Bangla Character Recognition System — The Deep Learning way (2/3)

Welcome back, this post is the 2nd part of the series that Christina and I are working on as a part of our course project at Brown University, Data Science Initiative MS program. In the last post we discussed the data-set, the different classes and the distribution of the different targets.

In this article, we shall discuss the neural network architecture that we used for our project. But before we dive into that, here is a brief recap of where we ended last time.

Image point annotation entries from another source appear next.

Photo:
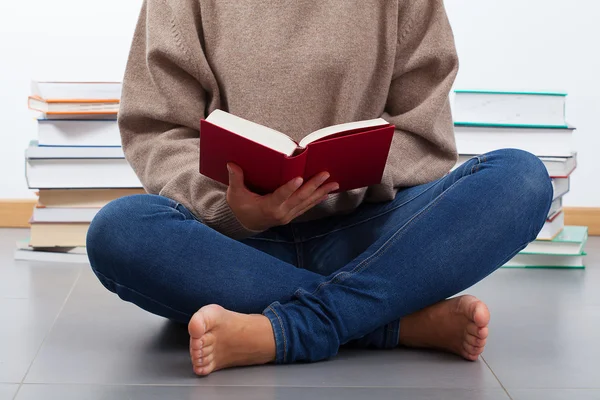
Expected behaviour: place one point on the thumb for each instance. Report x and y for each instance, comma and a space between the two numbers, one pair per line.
236, 178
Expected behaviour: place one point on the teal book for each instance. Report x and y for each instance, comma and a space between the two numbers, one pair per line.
570, 242
510, 108
545, 261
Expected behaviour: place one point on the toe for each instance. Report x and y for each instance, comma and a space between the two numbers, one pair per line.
196, 343
481, 315
197, 326
205, 370
475, 341
207, 360
481, 333
208, 350
208, 340
470, 357
473, 350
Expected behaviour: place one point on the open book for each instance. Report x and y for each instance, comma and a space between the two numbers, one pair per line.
354, 153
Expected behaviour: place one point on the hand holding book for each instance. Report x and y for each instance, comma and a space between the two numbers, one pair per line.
354, 153
259, 213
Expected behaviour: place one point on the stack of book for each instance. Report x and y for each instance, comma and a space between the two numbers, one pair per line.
76, 165
535, 122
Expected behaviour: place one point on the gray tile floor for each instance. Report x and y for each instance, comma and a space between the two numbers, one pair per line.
63, 336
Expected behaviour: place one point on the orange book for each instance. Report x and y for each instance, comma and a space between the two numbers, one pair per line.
75, 99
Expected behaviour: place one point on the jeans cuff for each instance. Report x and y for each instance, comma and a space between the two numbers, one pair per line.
278, 332
392, 334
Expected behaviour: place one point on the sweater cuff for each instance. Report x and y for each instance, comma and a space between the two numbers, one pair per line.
222, 219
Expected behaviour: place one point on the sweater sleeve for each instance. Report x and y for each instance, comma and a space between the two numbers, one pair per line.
165, 92
418, 104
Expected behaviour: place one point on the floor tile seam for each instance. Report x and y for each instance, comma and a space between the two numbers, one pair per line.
60, 310
496, 376
158, 385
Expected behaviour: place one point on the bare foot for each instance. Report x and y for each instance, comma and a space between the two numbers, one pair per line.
457, 325
221, 339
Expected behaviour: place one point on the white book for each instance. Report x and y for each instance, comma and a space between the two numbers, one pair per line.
557, 167
569, 242
279, 141
543, 142
72, 108
100, 91
560, 187
545, 261
552, 227
509, 108
560, 167
78, 133
555, 207
64, 214
80, 174
49, 152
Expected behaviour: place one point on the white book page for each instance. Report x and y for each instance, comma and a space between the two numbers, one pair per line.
250, 130
334, 129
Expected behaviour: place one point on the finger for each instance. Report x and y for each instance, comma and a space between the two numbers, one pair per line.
317, 197
236, 178
306, 192
282, 194
299, 212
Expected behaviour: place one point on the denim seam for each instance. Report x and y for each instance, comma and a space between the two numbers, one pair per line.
141, 294
271, 240
374, 216
475, 166
375, 256
282, 333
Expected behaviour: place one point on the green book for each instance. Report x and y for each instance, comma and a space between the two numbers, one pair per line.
546, 261
570, 242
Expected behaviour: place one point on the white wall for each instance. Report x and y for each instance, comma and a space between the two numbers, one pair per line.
539, 45
503, 44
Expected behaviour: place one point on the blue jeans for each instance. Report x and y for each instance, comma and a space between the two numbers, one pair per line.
342, 280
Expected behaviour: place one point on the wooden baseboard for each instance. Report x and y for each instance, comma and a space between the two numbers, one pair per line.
16, 214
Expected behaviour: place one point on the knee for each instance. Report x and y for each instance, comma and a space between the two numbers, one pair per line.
527, 179
112, 236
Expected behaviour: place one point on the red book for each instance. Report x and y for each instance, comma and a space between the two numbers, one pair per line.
354, 153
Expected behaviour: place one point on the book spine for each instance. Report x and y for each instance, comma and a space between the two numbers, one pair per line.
293, 167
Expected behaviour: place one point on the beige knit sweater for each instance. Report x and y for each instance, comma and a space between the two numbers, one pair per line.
295, 66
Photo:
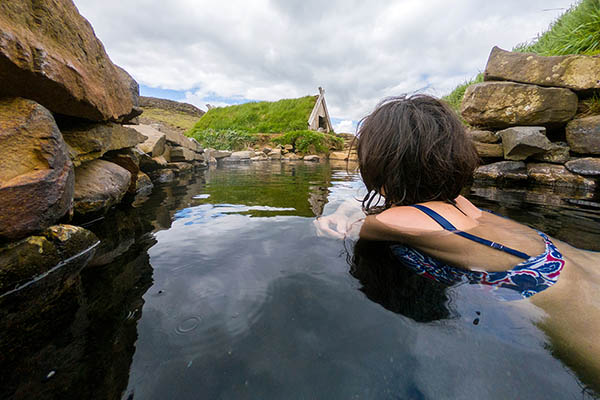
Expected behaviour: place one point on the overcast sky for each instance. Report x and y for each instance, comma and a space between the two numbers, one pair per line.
227, 52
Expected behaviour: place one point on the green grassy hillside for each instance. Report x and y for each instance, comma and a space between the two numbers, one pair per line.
577, 31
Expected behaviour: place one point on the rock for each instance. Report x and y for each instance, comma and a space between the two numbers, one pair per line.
24, 260
242, 155
489, 150
217, 154
143, 184
501, 171
521, 142
577, 72
583, 135
181, 167
36, 174
154, 145
559, 153
312, 158
99, 185
88, 141
130, 160
162, 175
557, 175
482, 136
275, 154
49, 53
504, 104
588, 166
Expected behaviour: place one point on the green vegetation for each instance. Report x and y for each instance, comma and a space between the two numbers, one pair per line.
261, 117
281, 122
310, 141
455, 98
577, 31
176, 119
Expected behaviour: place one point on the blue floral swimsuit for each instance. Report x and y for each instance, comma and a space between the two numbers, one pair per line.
527, 278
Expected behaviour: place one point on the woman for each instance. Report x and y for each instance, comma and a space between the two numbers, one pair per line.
414, 159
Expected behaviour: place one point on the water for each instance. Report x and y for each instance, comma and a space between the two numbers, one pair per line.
218, 288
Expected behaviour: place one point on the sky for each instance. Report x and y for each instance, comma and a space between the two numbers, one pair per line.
230, 52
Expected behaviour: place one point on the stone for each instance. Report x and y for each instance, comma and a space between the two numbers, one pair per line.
313, 158
129, 160
162, 175
521, 142
557, 175
36, 174
559, 153
241, 155
143, 184
588, 166
49, 53
26, 259
482, 136
217, 154
180, 154
489, 150
275, 154
88, 141
99, 185
503, 104
502, 171
154, 145
577, 72
583, 135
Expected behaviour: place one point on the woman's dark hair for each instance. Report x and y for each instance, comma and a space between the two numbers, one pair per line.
413, 149
386, 281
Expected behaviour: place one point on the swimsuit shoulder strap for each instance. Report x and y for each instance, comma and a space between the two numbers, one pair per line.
444, 223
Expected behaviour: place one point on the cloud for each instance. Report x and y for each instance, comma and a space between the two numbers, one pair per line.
358, 51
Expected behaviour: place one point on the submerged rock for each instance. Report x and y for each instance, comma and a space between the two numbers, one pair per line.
49, 53
24, 260
36, 174
588, 166
577, 72
557, 175
88, 141
99, 185
504, 104
523, 141
583, 135
501, 171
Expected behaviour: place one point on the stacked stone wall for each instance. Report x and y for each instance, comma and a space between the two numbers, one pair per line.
526, 122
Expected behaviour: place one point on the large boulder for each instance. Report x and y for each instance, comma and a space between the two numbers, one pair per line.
557, 175
88, 141
503, 104
99, 185
588, 166
26, 259
521, 142
502, 171
49, 53
583, 135
36, 174
577, 72
154, 145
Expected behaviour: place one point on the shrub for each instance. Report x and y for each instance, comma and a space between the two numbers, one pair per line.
227, 139
306, 141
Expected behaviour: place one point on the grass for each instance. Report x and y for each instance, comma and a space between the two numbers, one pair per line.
176, 119
281, 122
259, 117
577, 31
306, 141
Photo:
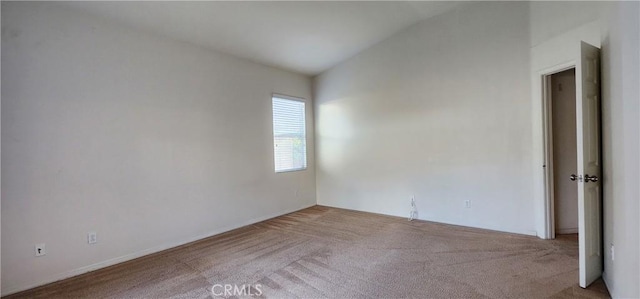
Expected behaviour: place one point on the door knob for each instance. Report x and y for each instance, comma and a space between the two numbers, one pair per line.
588, 178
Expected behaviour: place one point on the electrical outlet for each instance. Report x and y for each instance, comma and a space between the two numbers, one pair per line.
41, 249
613, 252
92, 237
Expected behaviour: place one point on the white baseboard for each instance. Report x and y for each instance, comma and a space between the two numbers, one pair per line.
110, 262
564, 231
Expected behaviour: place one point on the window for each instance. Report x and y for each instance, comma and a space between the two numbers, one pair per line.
289, 134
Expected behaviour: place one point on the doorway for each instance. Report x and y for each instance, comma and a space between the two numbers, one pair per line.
563, 156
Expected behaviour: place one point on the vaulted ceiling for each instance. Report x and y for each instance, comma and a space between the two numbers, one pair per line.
304, 37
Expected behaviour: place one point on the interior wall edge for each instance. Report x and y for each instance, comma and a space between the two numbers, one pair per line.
128, 257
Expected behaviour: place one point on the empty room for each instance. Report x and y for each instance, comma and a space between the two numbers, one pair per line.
320, 149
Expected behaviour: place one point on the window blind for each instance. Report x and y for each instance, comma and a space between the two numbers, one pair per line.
289, 135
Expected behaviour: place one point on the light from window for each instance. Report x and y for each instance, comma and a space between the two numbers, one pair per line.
289, 135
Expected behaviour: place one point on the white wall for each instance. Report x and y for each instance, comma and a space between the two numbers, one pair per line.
149, 142
439, 111
621, 135
443, 111
563, 102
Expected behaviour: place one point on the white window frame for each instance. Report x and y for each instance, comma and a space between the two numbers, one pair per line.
306, 158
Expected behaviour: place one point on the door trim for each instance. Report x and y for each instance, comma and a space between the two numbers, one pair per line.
551, 56
547, 136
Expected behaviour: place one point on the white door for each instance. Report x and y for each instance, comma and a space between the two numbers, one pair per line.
589, 167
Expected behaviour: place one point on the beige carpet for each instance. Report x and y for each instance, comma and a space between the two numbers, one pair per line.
325, 252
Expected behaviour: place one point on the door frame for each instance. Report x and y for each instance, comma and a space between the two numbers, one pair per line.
547, 136
548, 57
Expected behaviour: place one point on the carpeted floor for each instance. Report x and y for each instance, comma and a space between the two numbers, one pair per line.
326, 252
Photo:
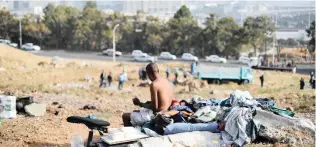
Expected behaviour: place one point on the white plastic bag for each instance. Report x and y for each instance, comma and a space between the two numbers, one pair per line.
141, 117
7, 106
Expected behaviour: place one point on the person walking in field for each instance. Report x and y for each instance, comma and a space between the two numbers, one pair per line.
109, 79
121, 81
302, 84
102, 78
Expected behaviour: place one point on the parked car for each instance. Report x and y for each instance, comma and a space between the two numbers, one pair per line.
254, 61
5, 41
30, 46
243, 60
137, 53
189, 57
14, 45
216, 59
109, 52
144, 58
167, 55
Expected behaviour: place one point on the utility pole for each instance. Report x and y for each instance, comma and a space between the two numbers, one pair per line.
114, 51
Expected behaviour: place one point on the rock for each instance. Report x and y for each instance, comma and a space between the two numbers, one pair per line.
35, 109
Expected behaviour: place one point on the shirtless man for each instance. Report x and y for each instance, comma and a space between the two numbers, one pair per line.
161, 93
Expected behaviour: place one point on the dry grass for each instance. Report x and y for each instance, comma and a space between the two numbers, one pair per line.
30, 74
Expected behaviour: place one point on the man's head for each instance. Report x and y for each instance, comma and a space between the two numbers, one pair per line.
152, 71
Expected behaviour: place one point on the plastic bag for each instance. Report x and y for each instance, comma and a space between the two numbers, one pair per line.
141, 117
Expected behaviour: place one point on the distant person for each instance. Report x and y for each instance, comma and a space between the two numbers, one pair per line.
176, 75
125, 72
313, 82
167, 72
121, 81
302, 84
193, 68
144, 74
311, 78
184, 73
102, 78
140, 73
110, 79
261, 79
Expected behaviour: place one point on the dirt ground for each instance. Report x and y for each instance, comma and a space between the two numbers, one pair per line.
25, 74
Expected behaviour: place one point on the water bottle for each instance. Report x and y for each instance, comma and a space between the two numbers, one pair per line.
77, 141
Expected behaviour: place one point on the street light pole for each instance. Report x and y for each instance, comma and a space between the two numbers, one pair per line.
114, 51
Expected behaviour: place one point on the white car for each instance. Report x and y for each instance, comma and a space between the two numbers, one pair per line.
216, 59
243, 60
167, 55
136, 53
144, 58
189, 57
13, 45
109, 52
31, 46
5, 41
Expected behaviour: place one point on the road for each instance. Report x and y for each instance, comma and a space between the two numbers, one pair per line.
303, 68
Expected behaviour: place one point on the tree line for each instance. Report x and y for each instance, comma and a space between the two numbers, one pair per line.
65, 27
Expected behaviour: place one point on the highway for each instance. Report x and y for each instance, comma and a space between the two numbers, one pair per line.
303, 68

We are trying to classify bengali handwritten letters into 3 targets — Grapheme roots, vowel diacritics and consonant diacritics. There are a total of 168 different sub-types of roots, 11 sub-types of vowel diacritics and 7 sub-types of consonant roots. Thing to note is that there is a massive imbalance as to the representation of each type in the training data, particularly in the class of grapheme roots. The training data comprise of scanned images of handwritten letters of sizes 137x236, but most of it was white spaces. Therefore we cropped, thresholded and de-noised the images to dimensions of 64x64, with the letters at the center. So now with the data primed for training, let’s look at the architecture.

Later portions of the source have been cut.